From your thoughtful description, she is ignoring what is truly good and  great about herself,  comparing herself with unreal people, with artificial images created ( often not by the "celebrity" themselves, but by well paid falsifiers of fact ) of people who are actually not a scrap as good and admirable as they pretend to be.  As it happens, when I worked abroad, in London, for instance, I worked with some of the celebrities of the times.  Often they were grubby and nasty, selfish people, phony and surprisingly untalented.  Almost universally, they were miserable people leading lives that were inauthentic pretences, hiding from their actual problems by pretending to be someone they were not. 
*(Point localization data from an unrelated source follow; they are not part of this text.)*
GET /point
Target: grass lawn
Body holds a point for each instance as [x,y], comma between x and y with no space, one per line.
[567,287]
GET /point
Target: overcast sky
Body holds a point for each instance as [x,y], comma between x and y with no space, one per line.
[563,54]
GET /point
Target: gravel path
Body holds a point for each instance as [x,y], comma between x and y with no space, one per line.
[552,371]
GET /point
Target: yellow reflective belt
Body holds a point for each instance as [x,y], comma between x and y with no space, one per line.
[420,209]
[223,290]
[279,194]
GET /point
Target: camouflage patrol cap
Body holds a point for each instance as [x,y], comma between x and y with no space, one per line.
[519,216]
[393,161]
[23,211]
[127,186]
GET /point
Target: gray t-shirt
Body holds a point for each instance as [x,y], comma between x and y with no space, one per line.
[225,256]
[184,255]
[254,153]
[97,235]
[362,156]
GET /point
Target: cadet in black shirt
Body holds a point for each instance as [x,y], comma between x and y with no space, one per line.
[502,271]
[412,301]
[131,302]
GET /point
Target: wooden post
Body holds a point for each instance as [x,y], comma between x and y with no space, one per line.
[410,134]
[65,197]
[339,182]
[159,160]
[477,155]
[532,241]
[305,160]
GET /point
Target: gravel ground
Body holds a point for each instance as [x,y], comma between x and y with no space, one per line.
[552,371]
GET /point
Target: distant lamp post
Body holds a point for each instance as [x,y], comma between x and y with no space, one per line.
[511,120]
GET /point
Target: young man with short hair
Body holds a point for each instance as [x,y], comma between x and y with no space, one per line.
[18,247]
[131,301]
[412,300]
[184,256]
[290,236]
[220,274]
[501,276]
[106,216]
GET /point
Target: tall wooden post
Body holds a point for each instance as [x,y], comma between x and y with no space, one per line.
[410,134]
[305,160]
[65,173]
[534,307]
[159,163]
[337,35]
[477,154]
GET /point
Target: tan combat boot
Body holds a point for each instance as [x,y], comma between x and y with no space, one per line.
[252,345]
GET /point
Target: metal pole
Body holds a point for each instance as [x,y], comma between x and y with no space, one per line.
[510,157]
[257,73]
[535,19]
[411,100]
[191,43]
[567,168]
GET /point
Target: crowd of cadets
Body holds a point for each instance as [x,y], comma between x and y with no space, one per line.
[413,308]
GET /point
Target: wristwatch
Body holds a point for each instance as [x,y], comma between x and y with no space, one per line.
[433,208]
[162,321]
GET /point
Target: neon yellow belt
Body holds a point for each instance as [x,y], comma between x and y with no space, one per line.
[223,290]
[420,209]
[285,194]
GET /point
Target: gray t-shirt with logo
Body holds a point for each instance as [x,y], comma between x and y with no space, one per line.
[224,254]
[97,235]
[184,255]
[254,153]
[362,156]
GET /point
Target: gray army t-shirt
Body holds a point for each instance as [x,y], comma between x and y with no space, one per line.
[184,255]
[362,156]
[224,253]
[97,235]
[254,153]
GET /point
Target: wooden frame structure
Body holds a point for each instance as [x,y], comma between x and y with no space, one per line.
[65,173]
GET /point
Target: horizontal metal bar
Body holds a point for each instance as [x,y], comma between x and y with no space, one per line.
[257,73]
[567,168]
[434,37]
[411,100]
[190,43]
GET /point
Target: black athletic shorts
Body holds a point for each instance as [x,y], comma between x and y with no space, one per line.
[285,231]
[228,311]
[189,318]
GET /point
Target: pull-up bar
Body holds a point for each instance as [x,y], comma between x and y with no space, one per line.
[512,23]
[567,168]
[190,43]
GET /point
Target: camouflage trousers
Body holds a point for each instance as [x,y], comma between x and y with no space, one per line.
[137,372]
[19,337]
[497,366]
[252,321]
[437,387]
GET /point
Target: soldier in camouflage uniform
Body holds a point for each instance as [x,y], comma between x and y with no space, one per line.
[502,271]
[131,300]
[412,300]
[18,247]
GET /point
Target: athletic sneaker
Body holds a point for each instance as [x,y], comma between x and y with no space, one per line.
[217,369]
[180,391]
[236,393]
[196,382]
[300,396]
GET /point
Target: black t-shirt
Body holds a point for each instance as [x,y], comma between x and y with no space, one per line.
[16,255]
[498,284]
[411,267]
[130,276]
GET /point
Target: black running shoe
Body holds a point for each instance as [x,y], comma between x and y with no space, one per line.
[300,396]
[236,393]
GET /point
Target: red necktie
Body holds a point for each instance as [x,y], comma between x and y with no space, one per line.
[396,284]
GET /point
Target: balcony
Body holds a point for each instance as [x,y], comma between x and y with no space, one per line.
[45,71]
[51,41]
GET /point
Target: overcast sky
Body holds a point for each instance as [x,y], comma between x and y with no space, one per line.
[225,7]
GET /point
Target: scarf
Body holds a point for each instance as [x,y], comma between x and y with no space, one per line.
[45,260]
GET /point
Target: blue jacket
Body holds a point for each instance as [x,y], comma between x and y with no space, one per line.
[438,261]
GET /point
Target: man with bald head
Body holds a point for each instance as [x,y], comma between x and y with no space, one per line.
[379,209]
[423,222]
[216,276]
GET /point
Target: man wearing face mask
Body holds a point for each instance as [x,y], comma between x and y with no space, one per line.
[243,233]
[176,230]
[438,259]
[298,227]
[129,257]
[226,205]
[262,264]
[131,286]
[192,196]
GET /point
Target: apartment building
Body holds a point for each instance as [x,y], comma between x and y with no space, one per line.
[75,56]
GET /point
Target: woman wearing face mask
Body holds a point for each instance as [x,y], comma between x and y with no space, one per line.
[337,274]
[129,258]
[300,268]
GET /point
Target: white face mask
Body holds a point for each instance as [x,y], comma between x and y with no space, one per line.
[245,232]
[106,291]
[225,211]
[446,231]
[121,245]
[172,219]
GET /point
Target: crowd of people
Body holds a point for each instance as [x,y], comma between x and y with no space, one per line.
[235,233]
Isn't it sad that other people, like your daughter, are so fiercely encouraged to admire and try to copy these miserable and empty people ?  Similarly with the profoundly antisocial "social media".  It's a sort of false stock exchange for trading "Likes" : I will "Like" any rubbish you choose to put up, so long as you "like" whatever I post.   These are of course rarely genuine liking, nor genuine friends ; except where the handful of people linked to online were genuine friends to begin with, in the real world, none of those "friends" would bother to get out of bed at night and come to help her if she was genuinely in trouble.
If she has a degree and a stable job, that's great : and she will probably succeed and move up to more interesting and rewarding work in whatever her field is, if she would learn to concentrate on celebrating and developing all the great things she is and has, instead of chasing the empty tinsel of who she is not and doesn't have.
Of course Mr Perfect does not exist ( and what an awful bore he would be if he did ) ; she needs to explore relationships with real people who she can enjoy for who they are, rather than reluctantly accepting them for being less than the fantasies she has wasted so much time pining for.